A risk-on mood prevailed, with a recovery in commodity prices driving higher equity markets.  This was reflected in currency markets with most commodity currencies outperforming and safe-haven currencies underperforming but interestingly the NZD wasn’t part of this dynamic.

The Bloomberg commodity price index has rebounded 1.8% after falling 2.0% yesterday and falling through most of last week. There’s been no substantial news to drive the rally, and the same can be said for equity markets, with US markets up circa 1% and Europe up a little under that.

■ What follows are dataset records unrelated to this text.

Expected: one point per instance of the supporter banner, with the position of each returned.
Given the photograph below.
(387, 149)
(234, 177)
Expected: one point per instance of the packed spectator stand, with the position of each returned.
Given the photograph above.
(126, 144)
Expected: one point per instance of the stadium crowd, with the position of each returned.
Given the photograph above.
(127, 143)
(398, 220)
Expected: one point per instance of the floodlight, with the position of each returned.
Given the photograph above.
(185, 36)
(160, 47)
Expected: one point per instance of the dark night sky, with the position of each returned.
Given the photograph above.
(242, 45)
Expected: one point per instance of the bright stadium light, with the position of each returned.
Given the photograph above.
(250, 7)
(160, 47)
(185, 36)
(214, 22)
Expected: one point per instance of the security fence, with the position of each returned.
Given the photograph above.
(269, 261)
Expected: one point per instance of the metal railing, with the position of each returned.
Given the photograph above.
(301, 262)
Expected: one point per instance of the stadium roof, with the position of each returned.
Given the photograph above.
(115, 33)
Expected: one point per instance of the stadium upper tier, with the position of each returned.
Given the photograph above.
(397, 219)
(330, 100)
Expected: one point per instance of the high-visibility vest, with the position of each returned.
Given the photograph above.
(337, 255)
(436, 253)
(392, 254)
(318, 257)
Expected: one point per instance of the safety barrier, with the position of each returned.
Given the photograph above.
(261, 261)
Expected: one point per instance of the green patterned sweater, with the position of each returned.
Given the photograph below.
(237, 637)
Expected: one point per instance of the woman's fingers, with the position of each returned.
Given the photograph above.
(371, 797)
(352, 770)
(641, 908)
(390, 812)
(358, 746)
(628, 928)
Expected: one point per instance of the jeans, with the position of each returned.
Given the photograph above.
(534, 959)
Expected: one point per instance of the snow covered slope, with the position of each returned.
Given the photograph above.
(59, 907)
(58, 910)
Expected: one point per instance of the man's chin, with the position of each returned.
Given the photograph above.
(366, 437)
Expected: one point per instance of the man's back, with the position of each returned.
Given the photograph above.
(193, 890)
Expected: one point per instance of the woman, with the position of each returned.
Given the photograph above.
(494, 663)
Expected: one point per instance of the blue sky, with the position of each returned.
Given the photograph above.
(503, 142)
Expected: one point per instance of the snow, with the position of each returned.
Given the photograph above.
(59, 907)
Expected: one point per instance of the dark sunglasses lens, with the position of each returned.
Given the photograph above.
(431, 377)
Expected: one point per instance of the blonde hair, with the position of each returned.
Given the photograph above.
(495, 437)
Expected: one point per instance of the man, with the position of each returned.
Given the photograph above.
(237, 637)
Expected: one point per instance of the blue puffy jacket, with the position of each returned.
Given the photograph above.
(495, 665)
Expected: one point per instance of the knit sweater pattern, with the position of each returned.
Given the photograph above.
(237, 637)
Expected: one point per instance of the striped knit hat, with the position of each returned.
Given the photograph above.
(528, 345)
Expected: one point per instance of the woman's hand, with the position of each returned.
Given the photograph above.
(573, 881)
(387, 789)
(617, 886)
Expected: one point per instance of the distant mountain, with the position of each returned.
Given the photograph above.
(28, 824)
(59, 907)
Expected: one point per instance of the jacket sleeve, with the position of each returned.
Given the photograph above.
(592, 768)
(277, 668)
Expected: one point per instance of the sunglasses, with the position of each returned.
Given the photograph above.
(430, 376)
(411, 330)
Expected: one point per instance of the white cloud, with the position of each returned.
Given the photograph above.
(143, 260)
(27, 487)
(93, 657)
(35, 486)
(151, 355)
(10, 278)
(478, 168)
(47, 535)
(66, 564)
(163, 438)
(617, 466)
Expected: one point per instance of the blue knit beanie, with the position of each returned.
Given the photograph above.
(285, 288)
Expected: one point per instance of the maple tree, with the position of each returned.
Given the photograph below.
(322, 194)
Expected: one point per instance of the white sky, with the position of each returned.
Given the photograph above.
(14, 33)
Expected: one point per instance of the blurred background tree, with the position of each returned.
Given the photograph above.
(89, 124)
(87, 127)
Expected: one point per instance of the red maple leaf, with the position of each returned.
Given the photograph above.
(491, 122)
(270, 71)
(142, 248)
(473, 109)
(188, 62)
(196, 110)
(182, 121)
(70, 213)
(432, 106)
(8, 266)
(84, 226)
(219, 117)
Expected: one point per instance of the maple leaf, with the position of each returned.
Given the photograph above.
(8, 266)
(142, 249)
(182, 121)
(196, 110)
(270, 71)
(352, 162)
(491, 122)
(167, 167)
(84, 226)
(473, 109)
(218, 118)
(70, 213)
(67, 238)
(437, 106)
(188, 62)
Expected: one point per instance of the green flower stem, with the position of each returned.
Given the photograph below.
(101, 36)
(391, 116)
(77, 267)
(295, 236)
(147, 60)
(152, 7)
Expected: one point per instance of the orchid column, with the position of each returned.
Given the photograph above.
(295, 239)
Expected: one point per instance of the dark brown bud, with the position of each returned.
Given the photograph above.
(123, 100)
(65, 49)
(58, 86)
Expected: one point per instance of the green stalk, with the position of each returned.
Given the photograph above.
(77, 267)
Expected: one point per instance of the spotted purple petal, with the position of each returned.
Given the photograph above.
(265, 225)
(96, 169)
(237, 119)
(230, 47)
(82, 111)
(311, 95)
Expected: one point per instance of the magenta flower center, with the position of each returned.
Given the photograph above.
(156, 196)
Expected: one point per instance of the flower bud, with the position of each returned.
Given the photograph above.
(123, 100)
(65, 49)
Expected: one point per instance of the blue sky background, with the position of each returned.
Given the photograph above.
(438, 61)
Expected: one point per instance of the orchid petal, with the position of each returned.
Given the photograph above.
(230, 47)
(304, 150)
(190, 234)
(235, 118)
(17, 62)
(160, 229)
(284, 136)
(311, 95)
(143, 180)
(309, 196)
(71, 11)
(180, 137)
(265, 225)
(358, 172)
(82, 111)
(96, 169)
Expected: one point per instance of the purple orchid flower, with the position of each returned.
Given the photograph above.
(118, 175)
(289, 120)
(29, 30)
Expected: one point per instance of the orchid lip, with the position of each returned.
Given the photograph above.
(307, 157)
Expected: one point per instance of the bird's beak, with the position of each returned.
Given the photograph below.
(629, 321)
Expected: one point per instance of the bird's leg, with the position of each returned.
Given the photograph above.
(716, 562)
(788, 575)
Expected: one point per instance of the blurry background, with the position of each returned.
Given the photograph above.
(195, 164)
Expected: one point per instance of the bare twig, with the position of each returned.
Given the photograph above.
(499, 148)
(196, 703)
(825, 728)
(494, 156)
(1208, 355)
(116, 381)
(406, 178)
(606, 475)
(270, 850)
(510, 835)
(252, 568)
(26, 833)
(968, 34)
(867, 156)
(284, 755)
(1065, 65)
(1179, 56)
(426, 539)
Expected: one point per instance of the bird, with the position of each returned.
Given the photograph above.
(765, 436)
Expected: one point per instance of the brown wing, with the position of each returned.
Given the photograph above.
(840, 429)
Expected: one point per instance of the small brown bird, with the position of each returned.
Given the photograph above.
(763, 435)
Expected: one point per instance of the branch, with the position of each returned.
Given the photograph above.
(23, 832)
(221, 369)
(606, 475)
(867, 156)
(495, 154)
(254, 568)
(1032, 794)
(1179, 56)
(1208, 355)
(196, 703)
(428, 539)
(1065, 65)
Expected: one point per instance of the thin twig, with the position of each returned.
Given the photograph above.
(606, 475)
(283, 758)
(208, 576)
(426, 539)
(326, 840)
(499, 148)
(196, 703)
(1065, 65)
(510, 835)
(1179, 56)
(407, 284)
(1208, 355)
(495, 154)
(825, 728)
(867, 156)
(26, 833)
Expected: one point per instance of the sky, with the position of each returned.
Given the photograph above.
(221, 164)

AUD, NOK and CAD head the leaderboard on this commodity price rally, while the NZD has weakened, again on little news. This suggests flow and trading positioning have been behind that move.

The NZD broke out of its upward channel earlier in the week and is now largely trading sideways ahead of the RBNZ’s Financial Stability Report this morning, currently around 0.6760. 

NZD/USD fell 30pips yesterday afternoon and sustained that fall when a newswire published an interview with the Finance Minister. The suggestion was that the Bank had the macro-prudential tools available and could well use them, as the RBNZ would be concerned by the recent strength in the housing market. The market believes that any amping up of macro-prudential policy could provide more room for OCR cuts.

With the AUD up 0.6% to around 0.7360, NZD/AUD has fallen to 0.9185, unwinding some of the sharp gain to 0.93 late last week.

The USD continues to edge higher, rising for the sixth consecutive day on the DXY index, albeit just over 0.1% for the past 24 hours. We noted yesterday that the recent bounce off its lows has little to do with monetary policy expectations and more a reflection of traders taking a more positive stance after the currency looked oversold.

The yen has continued to weaken, with USD/JPY up 0.9% to 109.25, a nice recovery after trading as low as 105.55 a week ago. The move over the past day has nothing to do with the daily verbal “intervention” by Japanese officials and more likely reflects the risk-on mood, with the Swiss Franc also underperforming.

GBP and EUR are little changed against the USD. GBP is slightly better bid as the trade deficit wasn’t as large as expected, although the 8-year high in the deficit for the March quarter was certainly nothing to brag about.